Users will be able to add Geriatric Nursing Assessment. They can do so by first selecting a client. Click on Client > Client Listing
The user will be able to see the list of clients. Edit on a selected client by clicking on the client name.
Click on the Nursing Care / Reports icon
Click on Admission / Regular Assessment and Plans > MDT Meeting Record
Click on Add MDT Meeting Record.
The user can now click add a new MDT Meeting Record.
The user can add Review Date, Discharge Plan as well as any Discussion notes.
There are 4 sections of the form.
Individualized Care Planning Record (ICP) - Social Work
Individualized Care Planning Record (ICP) - Nursing and Medical
Individualized Care Planning Record (ICP) - Physiotherapy
Individualized Care Planning Record (ICP) - Occupational Therapy
Each section of the form allows for
Assessment
Long Term Goal
Short Term Goal
Intervention
Remarks
Setting a status for the form
Review Date
Done By which user
Once Saved as Draft or Submitted, the record will be stored in system.
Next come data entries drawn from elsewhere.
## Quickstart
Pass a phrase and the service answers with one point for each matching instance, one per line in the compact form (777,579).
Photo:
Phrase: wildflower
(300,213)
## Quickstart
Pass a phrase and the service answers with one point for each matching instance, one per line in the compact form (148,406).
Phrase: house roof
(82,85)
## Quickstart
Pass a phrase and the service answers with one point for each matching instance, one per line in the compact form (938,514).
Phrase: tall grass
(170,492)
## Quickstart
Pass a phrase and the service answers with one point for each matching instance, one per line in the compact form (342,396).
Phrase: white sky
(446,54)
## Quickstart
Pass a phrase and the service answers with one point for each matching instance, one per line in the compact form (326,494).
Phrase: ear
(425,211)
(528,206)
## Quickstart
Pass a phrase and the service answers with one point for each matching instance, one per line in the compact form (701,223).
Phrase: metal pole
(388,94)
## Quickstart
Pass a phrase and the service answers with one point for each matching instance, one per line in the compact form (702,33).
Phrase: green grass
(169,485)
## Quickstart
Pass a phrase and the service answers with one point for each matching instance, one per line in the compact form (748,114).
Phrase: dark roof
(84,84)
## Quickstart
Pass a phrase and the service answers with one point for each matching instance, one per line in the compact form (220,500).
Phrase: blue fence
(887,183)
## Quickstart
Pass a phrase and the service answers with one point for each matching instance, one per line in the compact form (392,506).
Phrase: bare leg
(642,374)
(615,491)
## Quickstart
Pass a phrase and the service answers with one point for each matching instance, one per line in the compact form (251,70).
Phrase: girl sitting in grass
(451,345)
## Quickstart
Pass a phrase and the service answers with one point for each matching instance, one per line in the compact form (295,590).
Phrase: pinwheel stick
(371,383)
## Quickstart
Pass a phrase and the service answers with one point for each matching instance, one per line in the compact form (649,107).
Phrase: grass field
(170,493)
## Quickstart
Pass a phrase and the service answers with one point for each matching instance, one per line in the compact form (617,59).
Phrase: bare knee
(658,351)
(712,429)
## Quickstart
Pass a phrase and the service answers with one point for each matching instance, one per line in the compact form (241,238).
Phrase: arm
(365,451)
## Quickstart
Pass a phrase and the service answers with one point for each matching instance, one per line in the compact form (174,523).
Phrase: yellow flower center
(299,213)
As the form is long, the user is able to Save as Draft and come back to add additional details when required by clicking on the icon to re-edit the form.
The user can also duplicate a form by clicking on the icon.
Once Submitted it will be routed to the approval person. The status will be changed to Pending Approval.
The user can continue to the form even if status is Pending Approval.
Once Approved, the status will be changed to Active. The form is no longer editable or deletable if the its Active.
Only DRAFT forms are editable. Submitted forms will not be editable.